Queste sono le stesse domande che muovono visceralmente gli allievi e le allieve di Luminanza, dice Matteo Luoni. Luminanza è un percorso formativo di un anno, alla terza edizione in cui “tirano su, letteralmente dei giovani in Ticino” per trasformarli in autori/autrici che siano in grado di mettere al mondo qualcosa di nuovo. Una difficoltà riscontrata dai giovani drammaturghi/drammaturghe è proprio quella di conciliare il desiderio di curiosità personale e la necessità di raggiungere il pubblico.

 

La drammaturgia è quindi un modo per definire la propria identità non solo personale-caratteriale ma anche linguistica. Qui, sottolinea Alan Alpenfelt, questo è un aspetto particolarmente importante in quanto la Svizzera Italiana è regione linguistica minoritaria ed è posto al confine con un paese in cui la lingua italiana è la lingua nazionale.
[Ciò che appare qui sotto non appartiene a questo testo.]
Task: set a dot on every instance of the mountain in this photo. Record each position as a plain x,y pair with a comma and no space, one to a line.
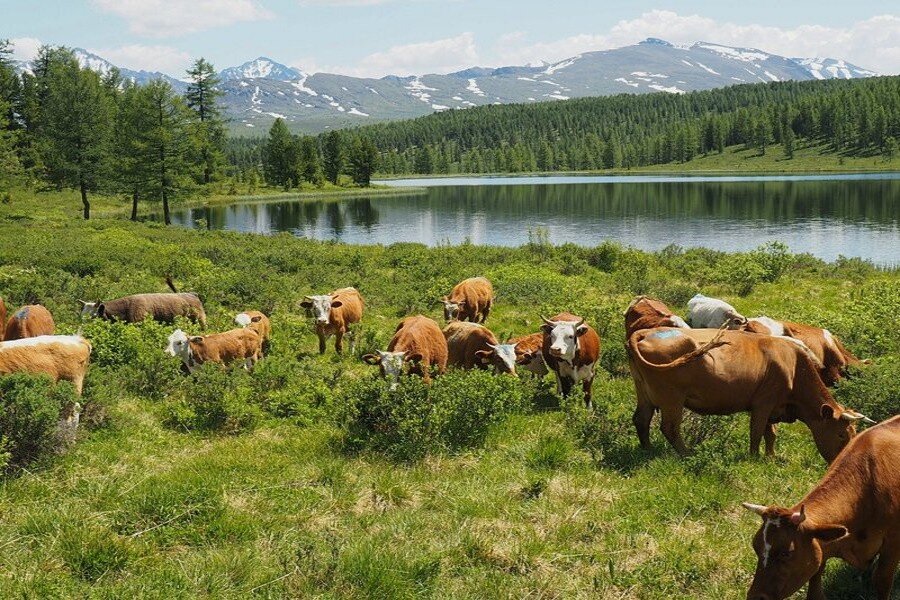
261,90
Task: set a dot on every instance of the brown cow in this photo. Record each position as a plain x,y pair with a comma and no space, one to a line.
224,348
471,345
258,322
470,300
529,353
852,514
719,372
648,313
418,342
29,321
571,350
62,357
2,320
835,358
334,314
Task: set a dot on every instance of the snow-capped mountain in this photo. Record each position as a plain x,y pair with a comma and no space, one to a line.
261,90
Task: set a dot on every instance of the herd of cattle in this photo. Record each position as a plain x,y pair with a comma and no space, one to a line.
714,362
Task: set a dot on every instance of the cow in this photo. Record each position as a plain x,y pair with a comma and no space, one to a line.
470,300
334,314
722,372
29,321
835,358
852,514
705,312
571,349
419,343
162,307
470,345
529,355
62,357
258,322
2,319
647,313
223,348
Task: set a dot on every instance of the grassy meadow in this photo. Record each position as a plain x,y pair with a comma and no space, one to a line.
306,478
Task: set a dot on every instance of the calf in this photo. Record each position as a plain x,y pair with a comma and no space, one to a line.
419,343
528,353
258,322
725,372
471,345
334,314
163,308
470,300
62,357
852,514
29,321
835,358
704,312
224,348
647,313
571,349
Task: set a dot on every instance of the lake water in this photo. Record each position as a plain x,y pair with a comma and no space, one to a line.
827,216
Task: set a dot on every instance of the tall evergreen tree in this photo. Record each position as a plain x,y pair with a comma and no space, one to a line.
202,98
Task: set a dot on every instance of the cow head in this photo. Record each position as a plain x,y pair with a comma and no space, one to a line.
391,363
834,429
321,307
788,547
502,356
563,337
452,308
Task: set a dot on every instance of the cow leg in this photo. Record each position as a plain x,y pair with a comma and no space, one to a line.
671,428
883,578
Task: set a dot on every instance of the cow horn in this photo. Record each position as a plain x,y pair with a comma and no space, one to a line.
755,508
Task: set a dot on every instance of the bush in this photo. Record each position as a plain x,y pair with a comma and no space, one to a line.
454,413
30,407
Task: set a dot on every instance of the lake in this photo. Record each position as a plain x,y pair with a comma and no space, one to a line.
825,215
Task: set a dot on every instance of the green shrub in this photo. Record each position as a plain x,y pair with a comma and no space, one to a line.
30,407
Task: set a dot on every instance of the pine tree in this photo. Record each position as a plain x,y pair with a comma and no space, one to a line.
202,97
333,156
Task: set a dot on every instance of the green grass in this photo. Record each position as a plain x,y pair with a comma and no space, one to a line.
553,503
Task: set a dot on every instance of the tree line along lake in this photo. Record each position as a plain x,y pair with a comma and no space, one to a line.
827,216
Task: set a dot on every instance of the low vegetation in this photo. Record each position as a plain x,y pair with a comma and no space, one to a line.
307,477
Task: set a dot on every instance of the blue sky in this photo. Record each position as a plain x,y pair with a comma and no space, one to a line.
379,37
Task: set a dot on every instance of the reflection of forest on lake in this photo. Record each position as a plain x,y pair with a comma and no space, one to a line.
858,217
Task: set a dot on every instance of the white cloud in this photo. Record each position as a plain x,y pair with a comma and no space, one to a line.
167,18
147,58
25,48
439,56
873,43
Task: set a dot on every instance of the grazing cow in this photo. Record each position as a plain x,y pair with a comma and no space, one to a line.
471,345
224,348
647,313
704,312
258,322
835,358
334,314
571,349
159,307
725,372
852,514
417,342
62,357
29,321
470,300
528,353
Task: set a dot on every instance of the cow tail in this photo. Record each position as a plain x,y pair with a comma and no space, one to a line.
715,342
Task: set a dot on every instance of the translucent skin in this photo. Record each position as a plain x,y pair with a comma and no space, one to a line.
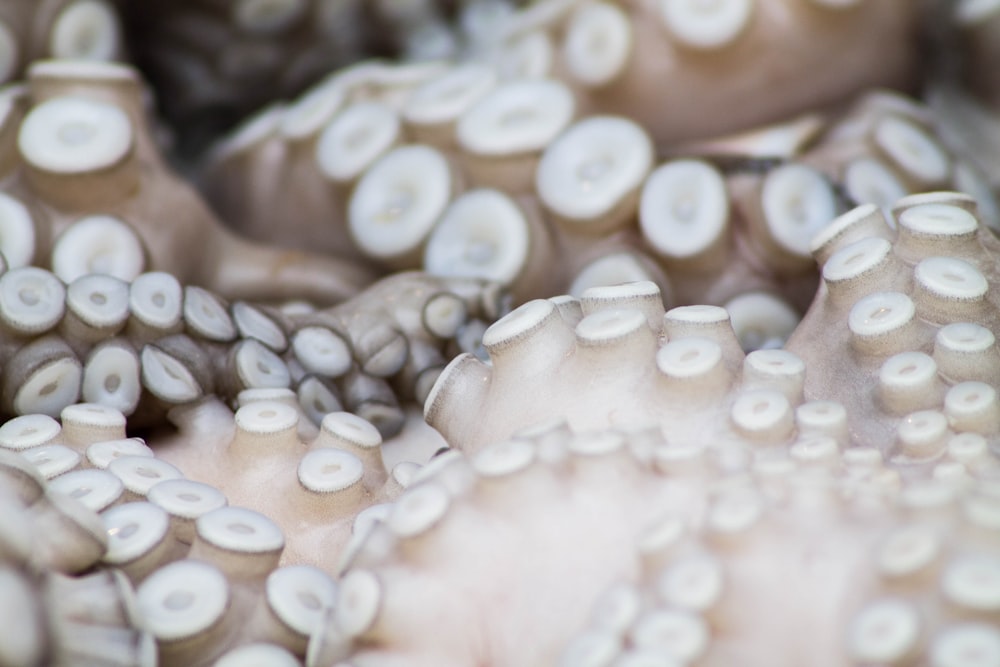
855,535
136,189
680,534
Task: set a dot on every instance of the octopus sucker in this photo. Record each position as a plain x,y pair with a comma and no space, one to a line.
477,332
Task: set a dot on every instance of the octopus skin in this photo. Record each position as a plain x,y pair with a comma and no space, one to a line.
118,202
63,29
176,577
145,347
748,203
640,510
633,549
622,58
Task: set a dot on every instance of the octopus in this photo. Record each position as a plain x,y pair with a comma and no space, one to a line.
588,333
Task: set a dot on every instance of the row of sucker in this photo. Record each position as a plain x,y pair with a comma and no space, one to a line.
146,346
119,552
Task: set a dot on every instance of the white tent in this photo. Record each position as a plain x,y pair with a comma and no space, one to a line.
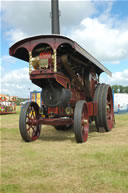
120,103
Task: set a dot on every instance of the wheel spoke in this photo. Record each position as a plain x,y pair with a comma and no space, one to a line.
29,131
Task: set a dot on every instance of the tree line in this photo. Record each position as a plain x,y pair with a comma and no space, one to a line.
120,89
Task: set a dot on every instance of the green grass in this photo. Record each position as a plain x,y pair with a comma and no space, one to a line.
57,164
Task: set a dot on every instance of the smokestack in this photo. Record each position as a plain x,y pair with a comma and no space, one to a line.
55,17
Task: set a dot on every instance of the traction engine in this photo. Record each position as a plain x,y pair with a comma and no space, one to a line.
71,93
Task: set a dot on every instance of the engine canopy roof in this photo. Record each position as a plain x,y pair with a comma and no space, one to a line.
54,41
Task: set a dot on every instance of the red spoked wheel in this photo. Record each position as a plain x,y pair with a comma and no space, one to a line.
81,122
108,113
28,122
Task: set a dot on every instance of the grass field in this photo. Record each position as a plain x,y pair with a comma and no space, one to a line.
57,164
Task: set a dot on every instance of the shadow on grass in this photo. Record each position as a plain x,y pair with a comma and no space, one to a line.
62,135
57,135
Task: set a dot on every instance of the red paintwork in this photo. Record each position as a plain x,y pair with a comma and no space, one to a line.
5,113
53,110
51,121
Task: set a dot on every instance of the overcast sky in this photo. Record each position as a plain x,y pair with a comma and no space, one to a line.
101,27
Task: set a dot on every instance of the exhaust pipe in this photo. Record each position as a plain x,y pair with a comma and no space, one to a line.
55,17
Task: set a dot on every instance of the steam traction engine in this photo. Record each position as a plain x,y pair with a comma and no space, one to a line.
69,78
71,93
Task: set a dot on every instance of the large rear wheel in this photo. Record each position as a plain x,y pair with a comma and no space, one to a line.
81,122
29,128
108,114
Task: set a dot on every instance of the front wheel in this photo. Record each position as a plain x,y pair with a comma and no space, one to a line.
81,122
28,125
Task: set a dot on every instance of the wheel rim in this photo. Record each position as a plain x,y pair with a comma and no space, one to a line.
33,129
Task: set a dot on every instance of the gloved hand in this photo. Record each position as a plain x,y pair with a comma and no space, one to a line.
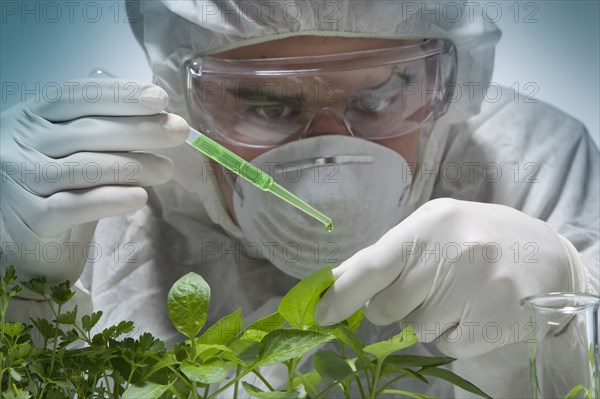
70,157
456,270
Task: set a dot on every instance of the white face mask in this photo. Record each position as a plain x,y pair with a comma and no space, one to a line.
360,185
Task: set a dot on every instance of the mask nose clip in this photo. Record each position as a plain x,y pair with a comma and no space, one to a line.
328,121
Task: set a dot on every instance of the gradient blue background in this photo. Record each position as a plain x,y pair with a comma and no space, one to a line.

Il drammaturgo ticinese si trova pertanto a doversi confrontare con una domanda in più: in quale lingua scrivere, e in base ad essa dove esportare poi il proprio testo.

 

 

Tante drammaturgie possibili, tante lenti sotto cui analizzare la stessa realtà e da cui srotolare con curiosità ogni realtà possibile e tante possibili versioni di sé.